August 27, 2009 / 1:57 PM / 10 years ago

Umweltministerium fordert Netz AG mit Bundesbeteiligung

Düsseldorf (Reuters) - Das Bundesumweltministerium fordert die Gründung einer deutschen Netz AG unter Beteiligung des Bundes.

“Die Zusammenführung der vier Übertragungsnetze in eine bundesweite Gesellschaft hat immense technische, organisatorische und klimaschutzpolitische Vorteile”, sagte Umweltstaatssekretär Matthias Machnig am Donnerstag der Nachrichtenagentur Reuters. Ein von seinem Ministerium in Auftrag gegebenes Gutachten belege, dass mit einem solchen Schritt eine effiziente Netzstruktur geschaffen werden könne.

“Die Deutsche Netz AG sollte im Wesentlichen für den Betrieb und Ausbau des Übertragungsnetzes verantwortlich sein, braucht aber nicht zugleich Eigentümerin der Netzanlagen zu sein”, heißt es in dem Reuters vorliegenden Gutachten. Die Experten sprechen sich für eine Beteiligung des Bundes von 25,1 Prozent an der Betriebsgesellschaft aus.

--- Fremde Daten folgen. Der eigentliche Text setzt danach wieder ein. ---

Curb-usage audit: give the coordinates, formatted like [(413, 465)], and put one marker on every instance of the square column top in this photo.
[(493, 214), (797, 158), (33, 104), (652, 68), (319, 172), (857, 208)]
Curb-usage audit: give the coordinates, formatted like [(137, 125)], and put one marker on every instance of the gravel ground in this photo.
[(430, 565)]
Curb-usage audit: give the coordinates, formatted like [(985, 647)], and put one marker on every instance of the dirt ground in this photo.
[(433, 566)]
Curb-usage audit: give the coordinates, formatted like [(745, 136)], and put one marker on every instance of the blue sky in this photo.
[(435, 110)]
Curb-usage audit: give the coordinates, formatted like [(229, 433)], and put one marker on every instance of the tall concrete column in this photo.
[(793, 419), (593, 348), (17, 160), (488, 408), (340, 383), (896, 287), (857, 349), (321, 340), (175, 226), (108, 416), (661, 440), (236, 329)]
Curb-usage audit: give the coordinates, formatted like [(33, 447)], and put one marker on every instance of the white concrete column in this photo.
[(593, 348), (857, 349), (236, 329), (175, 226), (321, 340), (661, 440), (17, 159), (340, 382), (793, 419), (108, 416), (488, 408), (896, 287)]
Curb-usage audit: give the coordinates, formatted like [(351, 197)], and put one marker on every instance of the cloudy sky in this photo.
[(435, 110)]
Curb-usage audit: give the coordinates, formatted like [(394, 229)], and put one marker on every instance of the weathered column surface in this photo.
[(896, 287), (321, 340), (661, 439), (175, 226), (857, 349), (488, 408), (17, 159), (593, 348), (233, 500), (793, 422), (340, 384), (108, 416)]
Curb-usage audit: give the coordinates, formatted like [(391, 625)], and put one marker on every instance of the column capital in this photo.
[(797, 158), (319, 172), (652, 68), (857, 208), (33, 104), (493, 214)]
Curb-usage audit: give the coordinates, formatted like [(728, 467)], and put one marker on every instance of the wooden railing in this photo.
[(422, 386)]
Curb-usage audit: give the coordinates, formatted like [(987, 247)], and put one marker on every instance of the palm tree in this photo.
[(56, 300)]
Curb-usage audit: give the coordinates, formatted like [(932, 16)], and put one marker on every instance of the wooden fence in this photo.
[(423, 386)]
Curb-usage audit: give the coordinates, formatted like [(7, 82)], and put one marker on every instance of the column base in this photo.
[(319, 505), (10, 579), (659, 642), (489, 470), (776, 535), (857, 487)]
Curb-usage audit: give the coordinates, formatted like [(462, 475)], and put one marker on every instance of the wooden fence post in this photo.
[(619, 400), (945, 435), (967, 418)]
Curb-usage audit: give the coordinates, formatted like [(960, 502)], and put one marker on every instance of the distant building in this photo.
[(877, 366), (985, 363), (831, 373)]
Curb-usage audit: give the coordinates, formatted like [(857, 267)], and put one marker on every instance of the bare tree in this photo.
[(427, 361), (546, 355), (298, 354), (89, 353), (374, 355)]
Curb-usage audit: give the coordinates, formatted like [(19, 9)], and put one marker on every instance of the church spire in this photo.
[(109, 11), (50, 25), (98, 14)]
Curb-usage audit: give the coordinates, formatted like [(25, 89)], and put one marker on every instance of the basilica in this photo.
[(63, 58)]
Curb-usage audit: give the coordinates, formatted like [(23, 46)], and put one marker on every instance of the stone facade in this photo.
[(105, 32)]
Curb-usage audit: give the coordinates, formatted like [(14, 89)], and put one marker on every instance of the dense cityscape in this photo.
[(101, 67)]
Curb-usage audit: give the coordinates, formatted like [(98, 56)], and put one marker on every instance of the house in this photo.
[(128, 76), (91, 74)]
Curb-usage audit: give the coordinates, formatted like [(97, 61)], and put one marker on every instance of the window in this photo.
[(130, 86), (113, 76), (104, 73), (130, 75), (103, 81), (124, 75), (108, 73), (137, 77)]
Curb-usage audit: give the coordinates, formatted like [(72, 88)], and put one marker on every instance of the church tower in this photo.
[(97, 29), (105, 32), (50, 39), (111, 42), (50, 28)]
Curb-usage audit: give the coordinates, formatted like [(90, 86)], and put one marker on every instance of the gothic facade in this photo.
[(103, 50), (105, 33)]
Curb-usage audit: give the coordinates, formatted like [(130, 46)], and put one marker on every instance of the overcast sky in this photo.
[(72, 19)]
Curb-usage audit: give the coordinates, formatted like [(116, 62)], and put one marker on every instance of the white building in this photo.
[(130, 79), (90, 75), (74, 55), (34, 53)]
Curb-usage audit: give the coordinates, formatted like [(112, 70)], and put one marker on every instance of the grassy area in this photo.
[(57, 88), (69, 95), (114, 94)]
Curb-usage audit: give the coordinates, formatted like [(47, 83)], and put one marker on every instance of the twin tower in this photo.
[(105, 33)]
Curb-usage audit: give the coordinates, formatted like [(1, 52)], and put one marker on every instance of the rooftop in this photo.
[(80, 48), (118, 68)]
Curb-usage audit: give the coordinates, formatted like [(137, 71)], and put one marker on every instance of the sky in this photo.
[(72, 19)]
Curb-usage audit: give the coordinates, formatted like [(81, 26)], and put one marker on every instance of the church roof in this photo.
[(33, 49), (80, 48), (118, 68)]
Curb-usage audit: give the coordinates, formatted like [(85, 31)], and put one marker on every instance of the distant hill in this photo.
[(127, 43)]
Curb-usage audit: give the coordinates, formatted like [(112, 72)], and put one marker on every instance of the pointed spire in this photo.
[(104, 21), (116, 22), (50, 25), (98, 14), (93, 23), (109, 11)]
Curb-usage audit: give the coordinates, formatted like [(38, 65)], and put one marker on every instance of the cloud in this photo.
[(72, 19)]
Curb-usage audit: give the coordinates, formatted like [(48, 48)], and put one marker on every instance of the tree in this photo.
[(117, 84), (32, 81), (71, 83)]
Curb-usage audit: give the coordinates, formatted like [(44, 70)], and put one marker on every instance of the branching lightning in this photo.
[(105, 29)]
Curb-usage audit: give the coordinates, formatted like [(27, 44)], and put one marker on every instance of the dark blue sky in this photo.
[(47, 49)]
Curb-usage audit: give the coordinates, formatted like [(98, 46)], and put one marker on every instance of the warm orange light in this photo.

Die Höchstspannungsnetze in Deutschland gehören E.ON, RWE, Vattenfall und EnBW. E.ON und Vattenfall haben angekündigt, ihre Netze zu verkaufen. RWE und EnBW haben dagegen erklärt, sie auf jeden Fall behalten zu wollen. Nach Angaben mehrerer mit den Verhandlungen vertrauter Personen verhandelt Vattenfall exklusiv mit einem Konsortium um Fonds von Goldman Sachs, Deutsche Bank und Allianz über einen Verkauf. Auch bei E.ON haben sich nach Konzernangaben Interessenten für das Stromnetz gemeldet.

MACHNIG MAHNT ZÜGIGEREN NETZAUSBAU AN

“Es bestehen Zweifel, ob die Unternehmen genug in die Modernisierung und den Ausbau der Netze investieren”, erklärte Machnig. Über die vorgeschlagene staatliche Beteiligung des Staates könne dieser die notwendigen Investitionen in die Netze beeinflussen. Der SPD-Politiker verwies darauf, dass insbesondere für den von der Bundesregierung angestrebten Ausbau erneuerbarer Energien und den Anschluss neuer Kraftwerke die Netze modernisiert werden müssten. “Die bisherige Erfahrung zeigt, dass den Unternehmen ein zielgerichteter und rechtzeitiger Netzausbau nicht gelingt.”

Ein Sprecher von EnBW wies dies zurück. “Das deutsche Stromnetz ist mit den niedrigsten Stromausfallzeiten höchst effizient”, sagte er. Dies belege, dass die privaten Netzbetreiber ausreichend investierten. Ein weiterer Ausbau der Netze sei auch nicht abhängig davon, ob diese in privater oder staatlicher Hand seien. “Im Gegenteil, wer sollte denn ein größeres Interesse an effizienten Netzen haben als die Energiewirtschaft selbst, die über die Netze ihre Kunden beliefert?”

In dem vom Bundesumweltministerium in Auftrag gegebenen Gutachten heißt es, dass verschiedene Funktionen wie Netzbetrieb und Netzausbau auf Zweckgesellschaften übertragen und teilweise veräußert werden könnten. An diesen könnten sich wie auch an der Netz AG der Bund, Finanzinvestoren und ausländische Netzbetreiber beteiligen. “Mittel- bis langfristig ist eine Börsennotierung der Deutschen Netz AG sinnvoll.”